Let There Be Light (Olive, Blu-ray, DVD) – John Huston, like so many members of the Hollywood community, offered his talents to the armed services after Pearl Harbor. He was assigned to the Army Signal Corps, where he made four films. This disc features all four films, including a recently restored version of his final documentary for the armed services.
You can see his changing perspective on war through the productions, from Winning Your Wings (1942), a recruitment film narrated by James Stewart, to Let There Be Light (1946), his powerful portrait of the mentally and emotionally scarred men treated at a Long Island military hospital. Report from the Aleutians (1943) shows the routine of military life at a remote base in the frigid Aleutian Islands between Alaska and Russia (it’s also the only film shot in color), but his tone becomes darker in San Pietro (1945), which documents the battle to take a small Italian village from the occupying German forces. Huston provides the ironic narration himself over the record of destruction and loss of life on a single battle. The scenes of bombed-out ruins and dead soldiers are real but the battle itself was restaged by Huston for maximum dramatic impact. The military chose not to show the film to civilian audiences but new recruits did watch the film to understand the grueling ordeal awaiting them in battle. The film was voted into the National Film Registry in 1991.
Let There Be Light, his final film, is on the one hand a straightforward portrait of soldiers receiving help for “psychoneurotic” damage, what today was call post-traumatic stress disorder, and on the other a powerful portrait of the damage that war left on these men. It’s also a portrait of an integrated military, with black and white soldiers living and working in group therapy sessions together, before it ever existed in the barracks. The film was censored for 35 years and restored just a few years ago. This disc features the restored version.
All four films were shot on 16mm and were not well preserved so there is evident damage and wear. The Blu-ray and DVD editions also feature a 26-minute documentary, raw footage from San Pietro, and Shades of Gray (1948), a remake of Let There Be Light with actors recreating scenes from the documentary and the dark corners of Huston’s film replaced with a sunnier portrait of the returning soldier.
These are important pieces of World War II history and the most radical documentaries produced during the war.
Set in the middle ages, when the Vikings pillaged the English coast, The Vikings is barbarian fantasy, with Kirk Douglas playing the lusty Viking Prince Einar, the “only son in wedlock” of King Ragnar (a cackling, wild-eyed Ernest Borgnine) and Tony Curtis as his defiant slave Eric, who is in reality the long-lost heir to the British throne. Douglas is too old for the boy prince role and Curtis is unconvincing as an action hero but makes the prettiest slave boy in the movies, and their combined star power overcomes their miscasting. With jagged scars down his face and a milky white blind eye that almost glows in his skull, Douglas has a rowdy time as he kidnaps a Welsh Princess (Janet Leigh) betrothed to the King of England and battles the defiant Eric who rescues her from the Viking clutches and sneaks her back to England with the help of a primitive compass.
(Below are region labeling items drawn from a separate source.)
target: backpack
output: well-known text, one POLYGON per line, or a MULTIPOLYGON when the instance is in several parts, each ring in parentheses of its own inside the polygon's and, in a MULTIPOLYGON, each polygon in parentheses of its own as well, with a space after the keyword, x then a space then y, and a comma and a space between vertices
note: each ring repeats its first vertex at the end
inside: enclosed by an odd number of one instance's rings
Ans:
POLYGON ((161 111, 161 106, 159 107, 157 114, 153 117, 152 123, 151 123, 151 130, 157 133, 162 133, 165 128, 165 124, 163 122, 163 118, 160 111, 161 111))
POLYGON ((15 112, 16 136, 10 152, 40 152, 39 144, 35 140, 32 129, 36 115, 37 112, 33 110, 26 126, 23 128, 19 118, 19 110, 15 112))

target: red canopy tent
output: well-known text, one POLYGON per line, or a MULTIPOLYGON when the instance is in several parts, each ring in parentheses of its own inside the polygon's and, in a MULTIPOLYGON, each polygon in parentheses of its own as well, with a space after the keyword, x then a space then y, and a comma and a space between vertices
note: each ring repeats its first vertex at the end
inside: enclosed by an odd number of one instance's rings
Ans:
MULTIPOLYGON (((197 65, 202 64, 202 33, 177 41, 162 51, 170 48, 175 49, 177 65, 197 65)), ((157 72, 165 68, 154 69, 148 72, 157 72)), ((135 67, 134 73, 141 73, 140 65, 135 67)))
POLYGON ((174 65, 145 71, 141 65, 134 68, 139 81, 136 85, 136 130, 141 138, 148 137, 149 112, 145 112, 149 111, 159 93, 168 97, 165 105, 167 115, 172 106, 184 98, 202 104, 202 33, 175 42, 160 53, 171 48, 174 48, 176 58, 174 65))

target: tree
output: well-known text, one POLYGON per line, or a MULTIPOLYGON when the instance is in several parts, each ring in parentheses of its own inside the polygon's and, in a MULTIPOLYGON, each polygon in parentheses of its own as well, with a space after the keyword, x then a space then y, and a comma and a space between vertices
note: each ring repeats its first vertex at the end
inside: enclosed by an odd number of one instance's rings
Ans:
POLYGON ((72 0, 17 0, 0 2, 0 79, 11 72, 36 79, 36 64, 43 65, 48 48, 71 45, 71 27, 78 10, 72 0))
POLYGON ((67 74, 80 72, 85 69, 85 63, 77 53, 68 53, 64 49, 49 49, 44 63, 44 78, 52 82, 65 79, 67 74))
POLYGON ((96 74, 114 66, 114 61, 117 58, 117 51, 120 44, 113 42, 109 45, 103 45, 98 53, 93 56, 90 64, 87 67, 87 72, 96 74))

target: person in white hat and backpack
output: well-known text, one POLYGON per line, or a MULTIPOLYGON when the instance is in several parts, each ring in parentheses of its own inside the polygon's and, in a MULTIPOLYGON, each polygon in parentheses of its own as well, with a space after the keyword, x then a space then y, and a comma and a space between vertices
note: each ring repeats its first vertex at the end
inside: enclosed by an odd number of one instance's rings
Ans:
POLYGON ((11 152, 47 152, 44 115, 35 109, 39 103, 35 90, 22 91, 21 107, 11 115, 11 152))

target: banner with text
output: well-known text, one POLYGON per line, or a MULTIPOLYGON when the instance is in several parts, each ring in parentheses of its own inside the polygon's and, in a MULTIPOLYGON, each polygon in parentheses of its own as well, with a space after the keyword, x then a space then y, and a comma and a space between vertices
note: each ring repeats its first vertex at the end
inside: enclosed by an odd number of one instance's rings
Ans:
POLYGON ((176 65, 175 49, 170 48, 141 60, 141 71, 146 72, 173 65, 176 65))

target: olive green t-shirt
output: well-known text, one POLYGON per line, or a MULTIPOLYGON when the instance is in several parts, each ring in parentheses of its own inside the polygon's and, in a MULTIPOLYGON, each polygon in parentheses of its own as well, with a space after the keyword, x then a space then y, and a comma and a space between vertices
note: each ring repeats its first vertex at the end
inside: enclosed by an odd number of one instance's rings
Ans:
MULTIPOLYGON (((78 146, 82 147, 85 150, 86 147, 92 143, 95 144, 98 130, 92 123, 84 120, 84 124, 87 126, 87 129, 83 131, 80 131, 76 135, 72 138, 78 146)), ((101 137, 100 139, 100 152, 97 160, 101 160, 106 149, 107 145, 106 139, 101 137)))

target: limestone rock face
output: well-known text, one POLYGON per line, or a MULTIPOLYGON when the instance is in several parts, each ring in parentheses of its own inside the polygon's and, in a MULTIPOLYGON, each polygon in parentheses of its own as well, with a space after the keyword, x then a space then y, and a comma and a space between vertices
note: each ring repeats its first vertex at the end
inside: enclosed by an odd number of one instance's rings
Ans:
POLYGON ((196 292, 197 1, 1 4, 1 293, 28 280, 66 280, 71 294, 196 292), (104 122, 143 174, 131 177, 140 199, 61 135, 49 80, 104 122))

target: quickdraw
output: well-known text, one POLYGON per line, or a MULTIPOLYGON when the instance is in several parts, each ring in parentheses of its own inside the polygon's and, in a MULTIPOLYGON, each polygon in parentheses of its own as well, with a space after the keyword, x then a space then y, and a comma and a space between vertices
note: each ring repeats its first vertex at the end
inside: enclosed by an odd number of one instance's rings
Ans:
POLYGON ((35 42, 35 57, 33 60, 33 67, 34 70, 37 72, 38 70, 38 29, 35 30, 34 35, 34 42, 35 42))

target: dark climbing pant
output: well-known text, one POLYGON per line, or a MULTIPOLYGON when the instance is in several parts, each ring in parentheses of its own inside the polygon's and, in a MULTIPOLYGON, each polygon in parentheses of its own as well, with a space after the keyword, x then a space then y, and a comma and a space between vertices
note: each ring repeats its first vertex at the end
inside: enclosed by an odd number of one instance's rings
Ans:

It’s pure Hollywood hokum, with the Vikings reduced to pagan cartoon barbarians who make sport of terrorizing women and take pride in the torture and murder—the fact that Janet Leigh’s character lives in constant threat of sexual assault makes for uneasy viewing when the film plays it as some kind of “Taming of a Shrew” situation—but it is spectacular hokum. The great cinematographer Jack Cardiff turns his Norway locations into a lush Valhalla on Earth and journeyman director Richard Fleischer, faced with an absurd story, goes for the gusto in brawling Viking parties, furious sieges, and clanging broadsword battles. The sexual politics are barbaric to say the least, and borderline jawdropping as the film walks a fine line between playing the sexual threat for lusty humor and making it a genuine danger, but it is colorful, energetic, and hearty, with star power to burn. It was enormous hit and it spawned a huge wave of Viking movies, some perhaps smarter but none as much fun, and has become a cult movie in its own right.
This is shameless wartime propaganda, a rousing call to arms to free Europe from the Nazis and the turncoat collaborators (all of whom are presented as martinets with Fascist sympathies from the beginning), but is also enormously entertaining and action-packed. And for fans of Hollywood storytelling tricks, this films features the rare treat of a flashback within a flashback nestled within yet another flashback. Curtiz and cinematographer James Wong Howe create the world of the film, from Devil’s Island to a cargo freighter on the high seas, entirely in the studio. Howe’s cinematography is gorgeous, creating a sense of shadowy menace in the flashbacks, and it looks superb in the film’s Blu-ray debut.
Includes the supplements featured on the earlier DVD release, including the Oscar-nominated short Jammin’ the Blues featuring Lester Young and other jazz greats of the forties, a collection featuring a newsreel, short subject, cartoon, and trailers from 1944, and a Warner Bros. studio blooper reel.